After reviewing the studies, the panel member said they "have concerns" about DHA. It is the main chemical component in spray-on tans, which are touted as a safe alternative to tanning beds.
None of the studies involved humans, but some found that DHA altered genes in numerous types of cells when tested in labs, ABC News reported.
"These compounds in some cells could actually promote the development of cancers or malignancies, and if that's the case then we need to be wary of them," said panel member Dr.
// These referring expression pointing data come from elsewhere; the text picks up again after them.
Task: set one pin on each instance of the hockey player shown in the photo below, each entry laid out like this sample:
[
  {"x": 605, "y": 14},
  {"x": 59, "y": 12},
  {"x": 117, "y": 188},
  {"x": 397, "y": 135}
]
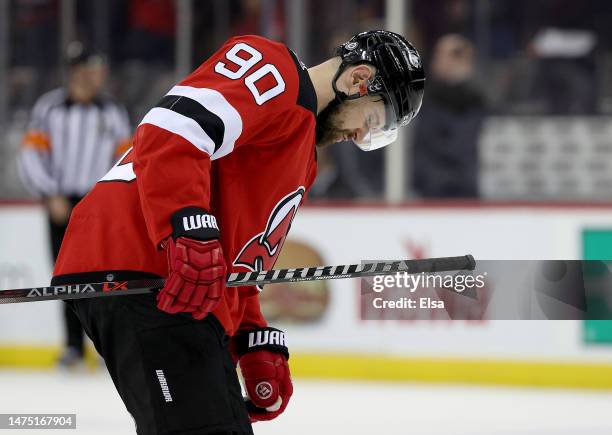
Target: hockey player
[{"x": 216, "y": 174}]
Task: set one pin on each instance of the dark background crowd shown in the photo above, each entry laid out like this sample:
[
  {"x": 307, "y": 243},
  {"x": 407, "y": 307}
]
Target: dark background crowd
[{"x": 484, "y": 58}]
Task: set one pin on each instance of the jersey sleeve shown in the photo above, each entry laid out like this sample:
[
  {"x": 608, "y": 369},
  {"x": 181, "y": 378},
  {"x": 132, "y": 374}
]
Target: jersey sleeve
[
  {"x": 223, "y": 105},
  {"x": 34, "y": 160},
  {"x": 121, "y": 130}
]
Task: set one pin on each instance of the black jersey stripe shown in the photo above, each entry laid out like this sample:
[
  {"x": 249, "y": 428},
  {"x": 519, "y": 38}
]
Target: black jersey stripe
[{"x": 212, "y": 124}]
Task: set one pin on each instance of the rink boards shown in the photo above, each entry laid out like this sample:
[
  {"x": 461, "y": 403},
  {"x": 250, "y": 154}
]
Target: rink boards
[{"x": 331, "y": 340}]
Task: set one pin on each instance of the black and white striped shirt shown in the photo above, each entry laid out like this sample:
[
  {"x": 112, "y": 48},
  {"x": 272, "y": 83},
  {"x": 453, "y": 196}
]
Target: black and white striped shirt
[{"x": 69, "y": 146}]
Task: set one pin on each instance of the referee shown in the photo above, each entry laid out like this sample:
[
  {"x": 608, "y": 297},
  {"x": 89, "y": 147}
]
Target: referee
[{"x": 74, "y": 137}]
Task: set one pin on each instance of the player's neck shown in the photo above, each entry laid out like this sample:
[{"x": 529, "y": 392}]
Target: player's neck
[{"x": 321, "y": 76}]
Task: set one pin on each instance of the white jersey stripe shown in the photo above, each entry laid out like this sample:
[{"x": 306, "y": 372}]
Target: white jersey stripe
[
  {"x": 215, "y": 102},
  {"x": 180, "y": 125}
]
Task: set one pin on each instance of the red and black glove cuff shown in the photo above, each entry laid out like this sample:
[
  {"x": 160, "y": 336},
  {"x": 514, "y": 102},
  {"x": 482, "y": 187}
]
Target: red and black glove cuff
[
  {"x": 194, "y": 223},
  {"x": 270, "y": 339}
]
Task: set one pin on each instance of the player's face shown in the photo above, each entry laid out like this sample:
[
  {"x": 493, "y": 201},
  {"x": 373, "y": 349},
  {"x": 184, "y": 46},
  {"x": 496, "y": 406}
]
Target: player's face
[{"x": 351, "y": 120}]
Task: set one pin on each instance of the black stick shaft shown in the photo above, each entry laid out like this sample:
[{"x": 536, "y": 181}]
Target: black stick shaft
[{"x": 81, "y": 291}]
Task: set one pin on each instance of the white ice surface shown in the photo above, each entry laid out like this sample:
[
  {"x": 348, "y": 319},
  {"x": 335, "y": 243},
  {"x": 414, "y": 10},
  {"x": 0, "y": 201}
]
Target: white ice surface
[{"x": 320, "y": 408}]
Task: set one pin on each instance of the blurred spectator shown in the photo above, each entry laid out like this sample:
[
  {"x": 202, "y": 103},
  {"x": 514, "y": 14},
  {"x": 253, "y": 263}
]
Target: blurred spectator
[
  {"x": 563, "y": 45},
  {"x": 74, "y": 136},
  {"x": 152, "y": 25},
  {"x": 445, "y": 155}
]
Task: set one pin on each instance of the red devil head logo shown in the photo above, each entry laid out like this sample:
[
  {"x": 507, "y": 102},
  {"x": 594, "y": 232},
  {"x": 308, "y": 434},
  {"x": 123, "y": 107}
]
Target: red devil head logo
[{"x": 261, "y": 252}]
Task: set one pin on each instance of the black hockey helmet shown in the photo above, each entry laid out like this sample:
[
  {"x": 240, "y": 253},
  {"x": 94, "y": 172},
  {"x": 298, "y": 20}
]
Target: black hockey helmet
[{"x": 399, "y": 80}]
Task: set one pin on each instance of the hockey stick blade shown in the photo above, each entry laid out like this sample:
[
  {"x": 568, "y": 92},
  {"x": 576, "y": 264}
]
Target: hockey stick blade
[{"x": 236, "y": 279}]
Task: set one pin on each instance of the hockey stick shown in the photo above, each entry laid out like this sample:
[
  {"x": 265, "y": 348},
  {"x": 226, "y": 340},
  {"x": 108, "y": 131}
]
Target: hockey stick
[{"x": 112, "y": 288}]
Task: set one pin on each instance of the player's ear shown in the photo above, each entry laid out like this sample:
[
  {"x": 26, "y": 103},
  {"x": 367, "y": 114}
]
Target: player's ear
[{"x": 356, "y": 75}]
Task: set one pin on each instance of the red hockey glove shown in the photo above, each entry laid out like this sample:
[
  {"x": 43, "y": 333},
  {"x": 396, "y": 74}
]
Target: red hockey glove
[
  {"x": 196, "y": 266},
  {"x": 263, "y": 359}
]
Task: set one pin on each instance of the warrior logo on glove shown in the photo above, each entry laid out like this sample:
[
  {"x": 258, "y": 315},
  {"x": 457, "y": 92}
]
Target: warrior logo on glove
[
  {"x": 196, "y": 266},
  {"x": 263, "y": 390}
]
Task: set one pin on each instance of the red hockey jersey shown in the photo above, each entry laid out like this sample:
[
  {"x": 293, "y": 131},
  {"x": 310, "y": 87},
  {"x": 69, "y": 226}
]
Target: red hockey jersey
[{"x": 237, "y": 138}]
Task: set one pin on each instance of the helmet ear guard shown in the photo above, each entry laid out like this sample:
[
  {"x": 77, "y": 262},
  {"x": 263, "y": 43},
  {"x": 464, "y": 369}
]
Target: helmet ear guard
[{"x": 399, "y": 80}]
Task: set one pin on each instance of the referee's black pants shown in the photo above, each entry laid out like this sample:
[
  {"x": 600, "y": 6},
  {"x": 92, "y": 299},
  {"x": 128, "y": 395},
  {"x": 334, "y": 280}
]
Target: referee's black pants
[
  {"x": 174, "y": 374},
  {"x": 74, "y": 335}
]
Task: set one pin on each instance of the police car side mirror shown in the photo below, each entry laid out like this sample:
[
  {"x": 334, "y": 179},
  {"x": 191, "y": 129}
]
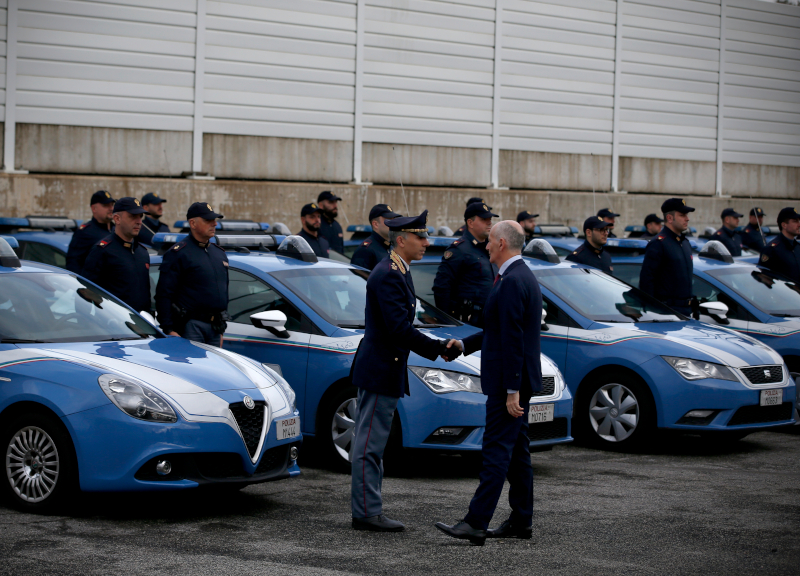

Rey Panettieri, a toxicologist and lung specialist at the University of Pennsylvania's Perelman School of Medicine.
NYC Health Board Supports Ban on Large, Sugary Drinks
A proposal by New York Mayor Michael Bloomberg to ban the sale of large, sugary beverages at local restaurants has strong support from the city's board of health.
In a unanimous vote Tuesday, the board decided to begin a public comment period on the proposal and several members spoke strongly in favor of the move to limit sizes of sugary drinks to 16 ounces, the Associated Press reported.
A public hearing is scheduled for June 24 and a formal vote on whether to approve the measure will come later.
The proposal is opposed by the New York City Restaurant Association, which considers it an infringement on consumers' legal rights, the AP reported.
Scientists Harvest Stem Cells Long After Death
It's possible to harvest certain stem cells from people more than two weeks after they've died and then revive the cells to divide into new, functioning cells, according to a new study.
"Remarkably, skeletal muscle stem cells can survive for 17 days in humans and 16 days in mice, post mortem well beyond the 1-2 days currently thought," the French scientists said in a statement, Agence France-Presse reported.
These stem cells also retained their ability to develop into perfectly functioning muscle cells, says the study in the journal Nature Communications.
The researchers also found that stem cells taken from bone marrow remained viable for four days after lab mice died, AFP reported.
While further research is required, the findings suggest that dead people could provide a new source of certain types of stem cells that can be used to treat a number of diseases.
NYC Wants Parental Consent Form for Circumcision Ritual
Orthodox Jewish parents should be required to sign a consent waiver before male babies undergoes a circumcision ritual that may expose them to dangerous infections, New York City health officials proposed Tuesday.
During the ritual, an adult male uses his mouth to suck away blood from the wound created by the removal of the infant's foreskin, according to The New York Times.
A report released last week by the federal Centers for Disease Control and Prevention said that between 2000 and 2001, 11 newborn babies in New York contracted the herpes simplex virus after the ritual.
Ten of the babies were hospitalized, two suffered brain damage, and two died, The Times reported.
In response to the CDC findings, the NYC health department issued a statement strongly urging that direct oral-genital suction not be performed during the circumcision ceremony, and also announced that a number of hospitals agreed to distribute a pamphlet warning parents about the risk of at-home circumcision.